Together we ventured into the kitchen where I found water for him. He drank and drank while I examined my butterfly cloak. The fabric seemed to be much sturdier than its light weight would indicate. When Stripy had finished drinking, I rewarded him with the sausage and let him carry it out into the kitchen yard. He was padding away into the night when I called after him, ‘What about the rats? Did you kill any?’

He had killed several, and discovered and made an end of two nests of babies. ‘Will you come back tomorrow?’

It wasn’t likely. He hadn’t liked being confined with no water. He was accustomed to coming and going as he pleased. He trotted away, tail high, into the cold night. I could scarcely blame him. I’d left him trapped and waterless for hours. But his discovery of two nests of baby rats was something I could not ignore. I would have to find a feline ally, and soon.

I heard a whisper of sound from the house and suddenly recalled that I needed to hurry. I darted back into the pantry just as I heard someone come into the kitchen. I pinched my candle out and by touch found my way back into the secret corridor. I drew the door shut behind me. The dark became absolute.
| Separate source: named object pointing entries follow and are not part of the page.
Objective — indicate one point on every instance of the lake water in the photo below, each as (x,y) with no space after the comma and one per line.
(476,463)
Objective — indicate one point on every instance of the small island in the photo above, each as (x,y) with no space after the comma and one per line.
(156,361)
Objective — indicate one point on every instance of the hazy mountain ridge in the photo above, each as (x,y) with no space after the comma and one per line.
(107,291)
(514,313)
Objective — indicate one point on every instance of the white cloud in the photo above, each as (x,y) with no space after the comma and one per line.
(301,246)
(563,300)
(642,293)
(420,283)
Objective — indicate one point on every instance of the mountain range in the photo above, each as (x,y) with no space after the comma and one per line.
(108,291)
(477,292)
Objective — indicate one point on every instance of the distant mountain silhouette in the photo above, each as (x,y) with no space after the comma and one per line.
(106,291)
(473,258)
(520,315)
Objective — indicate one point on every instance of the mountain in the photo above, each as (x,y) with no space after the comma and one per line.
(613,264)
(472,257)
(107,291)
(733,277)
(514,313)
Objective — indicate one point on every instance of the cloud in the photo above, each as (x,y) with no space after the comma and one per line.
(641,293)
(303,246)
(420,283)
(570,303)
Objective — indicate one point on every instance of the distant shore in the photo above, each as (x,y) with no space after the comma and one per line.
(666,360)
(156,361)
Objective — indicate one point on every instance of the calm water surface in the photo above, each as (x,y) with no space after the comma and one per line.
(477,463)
I promised myself that I now knew my way well enough that I needed no light. I tried not to think of any rats Stripy had not killed.
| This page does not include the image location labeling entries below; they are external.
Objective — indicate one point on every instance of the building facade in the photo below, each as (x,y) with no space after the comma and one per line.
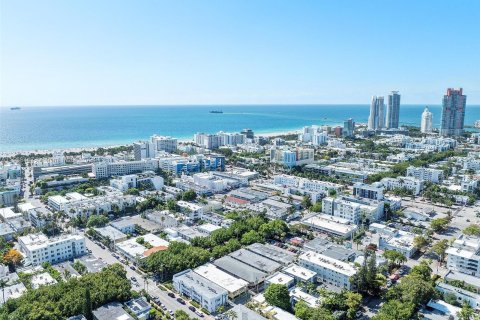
(453,112)
(207,293)
(38,249)
(426,125)
(376,119)
(393,110)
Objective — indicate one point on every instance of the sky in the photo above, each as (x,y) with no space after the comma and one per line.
(152,52)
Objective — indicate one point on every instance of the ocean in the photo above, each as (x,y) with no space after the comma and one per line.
(41,128)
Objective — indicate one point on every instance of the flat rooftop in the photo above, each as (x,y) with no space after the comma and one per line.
(243,313)
(240,270)
(111,311)
(223,279)
(273,253)
(331,224)
(255,260)
(280,278)
(300,272)
(329,263)
(203,286)
(111,232)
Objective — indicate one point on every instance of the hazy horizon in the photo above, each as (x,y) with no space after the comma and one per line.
(64,53)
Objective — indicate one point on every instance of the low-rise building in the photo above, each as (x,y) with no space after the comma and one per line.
(8,213)
(292,157)
(372,191)
(298,295)
(463,255)
(280,278)
(393,239)
(42,279)
(191,210)
(139,307)
(142,246)
(301,274)
(111,233)
(207,228)
(425,174)
(329,270)
(330,249)
(462,295)
(113,310)
(253,276)
(409,183)
(353,209)
(125,225)
(233,285)
(37,248)
(273,253)
(207,293)
(331,225)
(146,179)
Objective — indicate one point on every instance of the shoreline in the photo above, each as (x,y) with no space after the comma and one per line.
(268,134)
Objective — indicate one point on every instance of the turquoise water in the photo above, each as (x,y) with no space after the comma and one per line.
(37,128)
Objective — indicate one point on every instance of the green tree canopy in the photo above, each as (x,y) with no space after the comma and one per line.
(278,295)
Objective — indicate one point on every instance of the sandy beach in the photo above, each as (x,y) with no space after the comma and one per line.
(90,149)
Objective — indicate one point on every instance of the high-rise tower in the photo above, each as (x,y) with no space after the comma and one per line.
(376,120)
(453,112)
(427,121)
(393,110)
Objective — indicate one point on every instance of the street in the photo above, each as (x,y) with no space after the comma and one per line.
(150,287)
It took me a time but I groped my way back to the small cubby that looked down into my father’s study. A tiny beam of light was coming in the peephole. I peered out and saw my father move to close the study doors. In a moment, he’d open the door.

In the dark I shook out my butterfly cloak and then refolded it so that the invisible side was out. I could not see what I was doing. I hoped I had left no betraying edge of colour showing. As I heard him open the panel door, I hid my cloak on the shelf behind the candle supply.

The dance of his candlelight preceded him. Light and liquid shadows flowed and spread. They came around the corner like a wave of water and engulfed me. I sat quietly, my extinguished candle in hand, until he reached me. As the light touched me and he saw me, I heard the sigh of relief he expelled.

‘I thought I might find you here,’ he said gently. Then, as he looked at me, ‘Oh, my dear … did your candle go out, too? Such a night it has been for you. My poor little cub.’

He had to crouch to be in my hidey-hole. When I stood, he bent deeper to kiss me where my hair parted. He was still for a moment as if he were smelling me. ‘Are you all right?’

I nodded.

‘Is this where you want to come when you are frightened?’

That I could answer truthfully. ‘Yes. This place is mine, more than anywhere else in Withywoods.’

He straightened and nodded back at me. ‘Very well.’ He tried to roll his shoulders but could not in the cramped space. ‘Come with me, now. We both need to get some sleep before dawn.’

He led the way and I followed him out of the secret corridors and back into his den. I watched him close the panel and open the tall doors. I followed his candle as we went back to the main part of Withywoods. At the foot of the grand staircase, he halted. He turned and looked down at me. ‘Your room will need to be thoroughly cleaned before you can sleep there again. And my room is too untidy. I suggest we sleep in your mother’s sitting room, where you were born.’

He did not wait for me to agree. I followed him as we went to the pleasant chamber that had once served as a nursery for me. It was cold and dark. My father lit a branch of candles and left me there while he went to get a scoop of coals from another hearth to start a fire. While he was gone, I brushed cobwebs from my new red nightdress. I stared about my mother’s dimly lit room. We had not spent much time here since she had died. Her presence was everywhere, from the candles ready in their holders to the emptied flower vases. No. Not her presence. It was her absence that I felt here. Last winter the three of us had gathered here almost every night. My mother’s work-basket was still by her chair. I sat down in her chair and set it on my lap. I pulled my feet up under my nightgown and hugged the basket to me.